[SRU] iptables_manager can run very slowly when a large number of security group rules are present

Bug #1453264 reported by Brian Haley
12
This bug affects 1 person
Affects Status Importance Assigned to Milestone
Ubuntu Cloud Archive
Fix Released
Undecided
Unassigned
Icehouse
Fix Committed
Undecided
Unassigned
neutron
Fix Released
Undecided
Kevin Benton
Kilo
Fix Released
Undecided
Unassigned
neutron (Ubuntu)
Fix Released
Medium
Unassigned
Trusty
Fix Released
Medium
Unassigned

Bug Description

[Impact]

We have customers that typically add a few hundred security group rules or more. We also typically run 30+ VMs per compute node. When about 10+ VMs with a large SG set all get scheduled to the same node, the L2 agent (OVS) can spend many minutes in the iptables_manager.apply() code, so much so that by the time all the rules are updated, the VM has already tried DHCP and failed, leaving it in an unusable state.

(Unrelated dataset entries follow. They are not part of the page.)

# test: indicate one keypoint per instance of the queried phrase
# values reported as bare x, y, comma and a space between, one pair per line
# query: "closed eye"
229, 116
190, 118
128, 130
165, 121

While there have been some patches that tried to address this in Juno and Kilo, they've either not helped as much as necessary, or broken SGs completely due to re-ordering the of the iptables rules.

I've been able to show some pretty bad scaling with just a handful of VMs running in devstack based on today's code (May 8th, 2015) from upstream Openstack.

[Test Case]

Here's what I tested:

1. I created a security group with 1000 TCP port rules (you could alternately have a smaller number of rules and more VMs, but it's quicker this way)

2. I booted VMs, specifying both the default and "large" SGs, and timed from the second it took Neutron to "learn" about the port until it completed it's work

3. I got a :( pretty quickly

And here's some data:

1-3 VM - didn't time, less than 20 seconds
4th VM - 0:36
5th VM - 0:53
6th VM - 1:11
7th VM - 1:25
8th VM - 1:48
9th VM - 2:14

While it's busy adding the rules, the OVS agent is consuming pretty close to 100% of a CPU for most of this time (from top):

  PID USER PR NI VIRT RES SHR S %CPU %MEM TIME+ COMMAND
25767 stack 20 0 157936 76572 4416 R 89.2 0.5 50:14.28 python

And this is with only ~10K rules at this point! When we start crossing the 20K point VM boot failures start to happen.

I'm filing this bug since we need to take a closer look at this in Liberty and fix it, it's been this way since Havana and needs some TLC.

I've attached a simple script I've used to recreate this, and will start taking a look at options here.

[Regression Potential]

Minimal since this has been running in upstream stable for several releases now (Kilo, Liberty, Mitaka).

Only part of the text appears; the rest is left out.